Eleventh Sunday in Ordinary Time
“With many such parables [Jesus] spoke the word to them as they were able to understand it.” Sometimes people claim that God so transcends the world that we can know nothing about him. This claim is right, up to a point: God is always ever greater (“Deus semper major” as Pope Francis likes to say, with a nod to Ignatius of Loyola). But it is not true that we can know nothing about God, because if God himself wishes to make himself known to us, he is certainly capable of doing so. Pope Francis uses another Latin phrase to explain this in light of the teaching of Ignatius of Loyola, “non coerceri a maximo, sed contineri a minimo divinum est” (“not to be limited by the greatest and yet to be contained in the tiniest—this is the divine”). We see this in Jesus Christ, the Word made flesh. The inaccessible God reveals himself—not aspects of himself, but his very self—in the fleshy concreteness of Jesus Christ. Through Jesus, God speaks to us, and he does so in a way that we can understand, because God speaks to be understood. Jesus speaks in parables so that our eyes may be opened in order that we might encounter and truly know the Word made flesh in the fleshy (i.e. concrete) realities of our daily lives.

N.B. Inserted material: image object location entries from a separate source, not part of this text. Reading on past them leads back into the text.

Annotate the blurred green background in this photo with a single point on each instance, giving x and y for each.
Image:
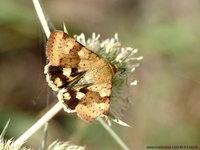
(165, 106)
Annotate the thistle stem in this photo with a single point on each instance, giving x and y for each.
(58, 106)
(113, 134)
(50, 114)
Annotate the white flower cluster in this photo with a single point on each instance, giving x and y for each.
(112, 50)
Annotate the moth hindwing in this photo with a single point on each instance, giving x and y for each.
(82, 79)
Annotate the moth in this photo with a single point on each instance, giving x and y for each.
(82, 79)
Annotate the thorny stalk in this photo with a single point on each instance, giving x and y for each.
(57, 107)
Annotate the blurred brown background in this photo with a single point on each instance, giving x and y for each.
(166, 101)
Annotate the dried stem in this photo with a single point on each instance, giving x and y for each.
(50, 114)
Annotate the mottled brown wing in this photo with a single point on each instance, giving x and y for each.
(90, 96)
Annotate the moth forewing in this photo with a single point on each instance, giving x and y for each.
(88, 94)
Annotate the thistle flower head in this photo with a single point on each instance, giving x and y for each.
(8, 145)
(122, 57)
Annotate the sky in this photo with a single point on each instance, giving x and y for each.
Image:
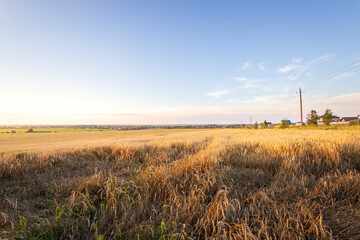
(176, 62)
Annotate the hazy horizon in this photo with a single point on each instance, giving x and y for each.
(176, 62)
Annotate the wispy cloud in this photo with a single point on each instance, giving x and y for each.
(297, 68)
(297, 60)
(245, 66)
(288, 68)
(240, 79)
(343, 75)
(219, 93)
(262, 67)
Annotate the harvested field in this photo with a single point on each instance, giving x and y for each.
(187, 184)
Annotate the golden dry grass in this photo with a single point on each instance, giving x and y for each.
(206, 184)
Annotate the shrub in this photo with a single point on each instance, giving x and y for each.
(354, 123)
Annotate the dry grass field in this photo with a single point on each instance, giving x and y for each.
(181, 184)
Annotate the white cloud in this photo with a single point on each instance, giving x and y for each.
(219, 93)
(272, 99)
(262, 67)
(297, 60)
(343, 75)
(245, 66)
(289, 67)
(291, 77)
(249, 85)
(240, 79)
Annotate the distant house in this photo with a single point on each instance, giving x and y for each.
(335, 118)
(288, 121)
(348, 119)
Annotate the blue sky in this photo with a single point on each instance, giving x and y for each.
(151, 62)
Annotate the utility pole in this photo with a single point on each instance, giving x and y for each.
(301, 107)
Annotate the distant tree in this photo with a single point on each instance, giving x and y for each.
(354, 123)
(312, 118)
(264, 124)
(328, 117)
(284, 123)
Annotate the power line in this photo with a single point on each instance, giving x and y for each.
(301, 108)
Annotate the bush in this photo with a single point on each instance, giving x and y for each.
(284, 123)
(354, 123)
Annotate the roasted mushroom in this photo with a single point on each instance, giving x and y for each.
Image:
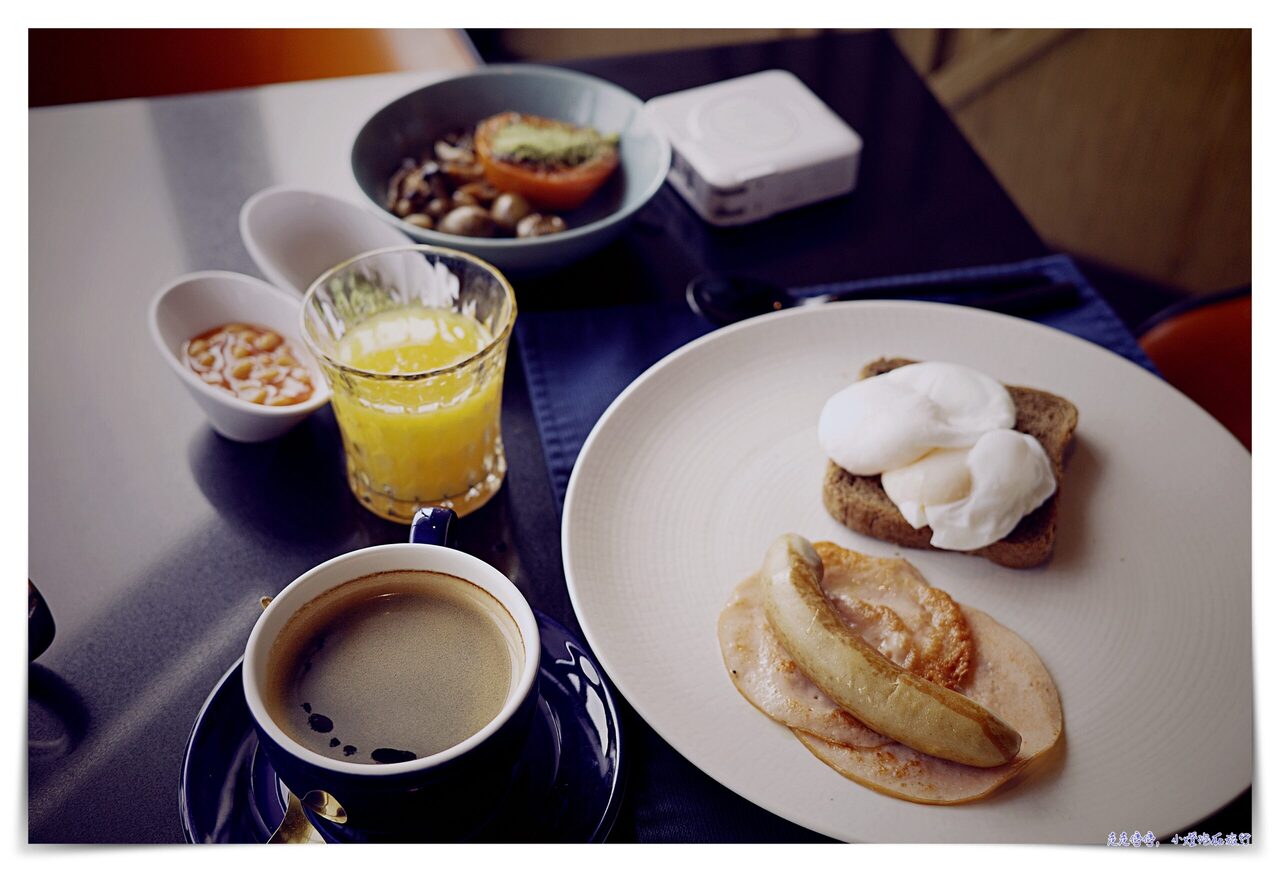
(467, 220)
(539, 224)
(508, 209)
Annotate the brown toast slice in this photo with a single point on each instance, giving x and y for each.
(860, 503)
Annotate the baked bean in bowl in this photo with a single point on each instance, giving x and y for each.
(232, 341)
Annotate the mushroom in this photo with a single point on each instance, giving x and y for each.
(449, 153)
(438, 208)
(467, 220)
(539, 224)
(480, 191)
(508, 209)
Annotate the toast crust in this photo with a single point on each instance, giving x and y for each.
(860, 503)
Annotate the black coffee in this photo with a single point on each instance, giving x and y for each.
(393, 666)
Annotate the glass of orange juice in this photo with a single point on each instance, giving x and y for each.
(414, 343)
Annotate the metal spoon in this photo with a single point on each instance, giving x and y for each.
(726, 298)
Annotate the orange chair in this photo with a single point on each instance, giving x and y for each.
(76, 65)
(1203, 347)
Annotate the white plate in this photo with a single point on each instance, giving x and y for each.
(1142, 615)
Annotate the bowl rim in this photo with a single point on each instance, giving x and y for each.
(435, 237)
(319, 396)
(275, 192)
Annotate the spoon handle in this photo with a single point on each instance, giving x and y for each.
(1018, 301)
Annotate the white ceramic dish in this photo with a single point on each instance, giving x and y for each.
(295, 236)
(200, 301)
(1142, 616)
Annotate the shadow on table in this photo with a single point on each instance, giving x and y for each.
(292, 488)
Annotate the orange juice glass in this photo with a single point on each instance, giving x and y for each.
(414, 343)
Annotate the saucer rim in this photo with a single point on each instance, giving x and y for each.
(617, 784)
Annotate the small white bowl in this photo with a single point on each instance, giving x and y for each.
(196, 302)
(295, 236)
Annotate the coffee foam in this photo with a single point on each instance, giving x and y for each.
(393, 666)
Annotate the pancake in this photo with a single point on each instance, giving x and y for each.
(920, 629)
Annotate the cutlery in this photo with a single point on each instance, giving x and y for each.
(725, 298)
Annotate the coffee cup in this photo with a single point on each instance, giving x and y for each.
(323, 727)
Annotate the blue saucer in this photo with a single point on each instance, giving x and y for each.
(567, 789)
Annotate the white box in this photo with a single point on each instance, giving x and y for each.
(753, 146)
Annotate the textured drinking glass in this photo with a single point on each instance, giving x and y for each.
(417, 432)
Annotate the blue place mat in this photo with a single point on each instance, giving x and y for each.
(576, 363)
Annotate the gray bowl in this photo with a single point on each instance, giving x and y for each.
(408, 126)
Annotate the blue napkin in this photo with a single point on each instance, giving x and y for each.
(576, 363)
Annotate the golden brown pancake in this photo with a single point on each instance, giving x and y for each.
(920, 629)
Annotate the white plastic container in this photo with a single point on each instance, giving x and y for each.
(753, 146)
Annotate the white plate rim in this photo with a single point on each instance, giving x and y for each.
(606, 660)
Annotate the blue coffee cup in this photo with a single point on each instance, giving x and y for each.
(447, 795)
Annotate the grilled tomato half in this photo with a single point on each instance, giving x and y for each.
(552, 164)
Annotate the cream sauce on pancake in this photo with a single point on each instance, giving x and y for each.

It is in the concrete fleshiness of our daily lives that we discover how mysterious God truly is. If God reveals himself through the world around us, but then allows us to to have “dominion” over created things (as we do in science, for example), then it would seem that “knowing” God would simply be a matter of “figuring God out” like a math problem. Once we have “solved the God problem” then we no longer need God and can take God’s place, building the “kingdom” that God obviously didn’t get right the first time. But all this is nothing more than (unhelpful) wishful thinking. When we return to the concrete fleshiness of Jesus’ parables, we discover that God is nothing like this abstraction that exists only in our (collective) mind. The kingdom of God “is like a mustard seed.” What do we really know about a mustard seed? We can plant it, we can document its growth, and we can benefit from what it offers, as the birds in Jesus’ parable do. But the growth is not our work, though we can do much to assist the plant in growing. The life, the growth, the wonder of this tree surpasses us: and it is just a mustard tree! In like manner, the life of the kingdom comes not from us but from God, though we can do much to dispose the ground upon which the seed of God’s Word may fall. Let us ask the Lord for the grace to live our lives not as a problem to be solved in ourselves, but as parables to be revealed in God.